Lewellan’s visceral take on the Hyde persona, all growls and spitting with a dash of Tom Waits, demonstrates a canny sense of just how far over the top the part should be played. Mook, with a strong yet sometimes appealingly girlish voice and an insouciant curl at the corner of her smile, brings a richness of characterization to Lucy that is almost enough to save the show. First, Lucy is a sexy brat, than a neorealist street girl, then a musical theater dreamer and finally a tragic heroine. Given too few scenes to work with, Mook somehow connects all this, making Lucy’s the one intelligible arc in the show.

And here’s loud and proud applause for Andrea Boswell-Burns and Kelly Newsome McNichols, who find glory in an extended bordello sequence. And Erin Taylor and Christina Burton, effectively creepy as demonic spirits crawling around the set like it’s the cover of Houses of the Holy.
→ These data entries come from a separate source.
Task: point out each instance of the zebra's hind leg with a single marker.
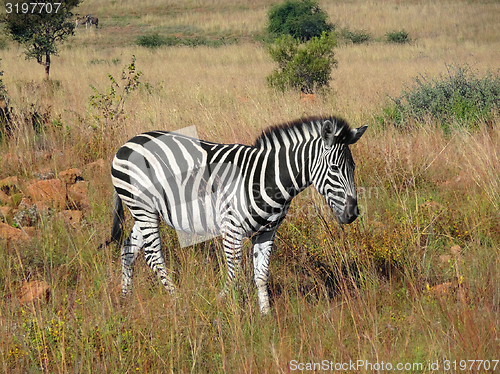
(233, 242)
(261, 253)
(154, 255)
(130, 251)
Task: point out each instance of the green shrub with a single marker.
(302, 66)
(156, 41)
(400, 37)
(356, 37)
(301, 19)
(461, 97)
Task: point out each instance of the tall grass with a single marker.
(386, 288)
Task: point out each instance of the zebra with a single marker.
(82, 20)
(165, 174)
(92, 21)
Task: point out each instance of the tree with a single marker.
(305, 66)
(302, 19)
(39, 27)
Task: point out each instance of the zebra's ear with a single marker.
(328, 134)
(356, 134)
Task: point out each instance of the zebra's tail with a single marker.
(118, 219)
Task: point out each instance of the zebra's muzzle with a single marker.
(351, 211)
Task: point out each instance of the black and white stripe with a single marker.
(238, 191)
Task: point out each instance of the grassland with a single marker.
(387, 288)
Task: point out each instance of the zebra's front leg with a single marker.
(154, 255)
(130, 251)
(261, 253)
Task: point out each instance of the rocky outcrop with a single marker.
(66, 197)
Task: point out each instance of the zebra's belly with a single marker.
(194, 221)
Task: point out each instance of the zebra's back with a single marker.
(192, 184)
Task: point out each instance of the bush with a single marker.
(356, 37)
(301, 19)
(461, 97)
(304, 66)
(156, 41)
(400, 37)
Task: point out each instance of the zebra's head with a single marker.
(333, 172)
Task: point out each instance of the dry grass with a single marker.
(386, 288)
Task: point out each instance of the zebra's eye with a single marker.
(334, 168)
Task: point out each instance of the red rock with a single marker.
(78, 195)
(70, 176)
(33, 290)
(71, 217)
(11, 233)
(95, 168)
(51, 191)
(5, 213)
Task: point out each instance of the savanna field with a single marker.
(413, 281)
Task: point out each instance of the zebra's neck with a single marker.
(289, 149)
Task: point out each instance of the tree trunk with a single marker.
(47, 65)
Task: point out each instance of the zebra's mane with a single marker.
(304, 125)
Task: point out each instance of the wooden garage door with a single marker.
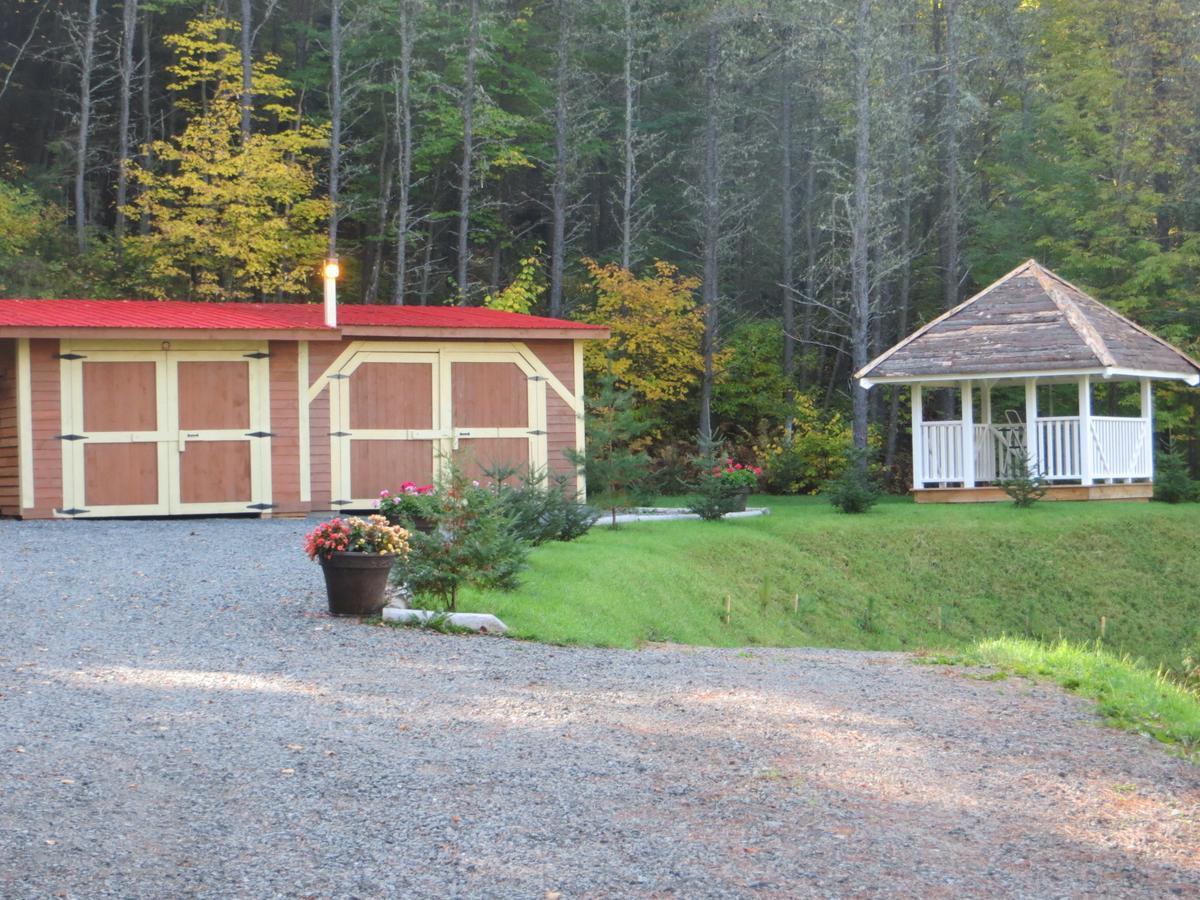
(388, 427)
(217, 460)
(165, 432)
(120, 461)
(498, 411)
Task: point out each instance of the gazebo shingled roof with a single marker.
(1030, 321)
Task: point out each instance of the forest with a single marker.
(757, 196)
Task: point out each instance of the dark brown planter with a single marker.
(738, 499)
(355, 582)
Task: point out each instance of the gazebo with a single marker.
(1019, 366)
Still, as Lewellan’s preening Jekyll brewed up the potion that transforms him into Mr. Hyde, the embodiment of his darkest urges, I found myself forced to forgive more and more. Played by the talented Daniel Doss on a Sinfonia keyboard, the score sounds rubbery and fake. Somehow, I accepted that Victorian Jekyll was dressed as though he was in Reservoir Dogs; I even soldiered through wretched couplets such as The Bishop speaks for all of us/When he says you’re playing God/There’s such a thing as ethics/Over which you ride roughshod. It was harder to shrug off set trappings such as the lectern that was actually a music stand with a sweater duct-taped to it, or the fact that nonprincipal cast members kept standing directly in front of me and blocking the action.

But just after intermission came “Murder,” a lengthy number detailing, well, a string of murders. Unlike most of the tunes that precede it, which are bland and derivative but not unlistenable, “Murder” is a stabbing assault on the ears: Murder! Murder! Tum-tee-tum-tum! Murder! Murder! Tum-tee-TUM-tum! Honest to God, if you tasked half a dozen 5-year-olds with writing a song called “Murder,” half would come up with this. The other half would come up with something better.

As “Murder” shrieked on, I suffered the only real scare I’d ever had at a horror-themed play of any variety: the knowledge that there remained at least an hour to go.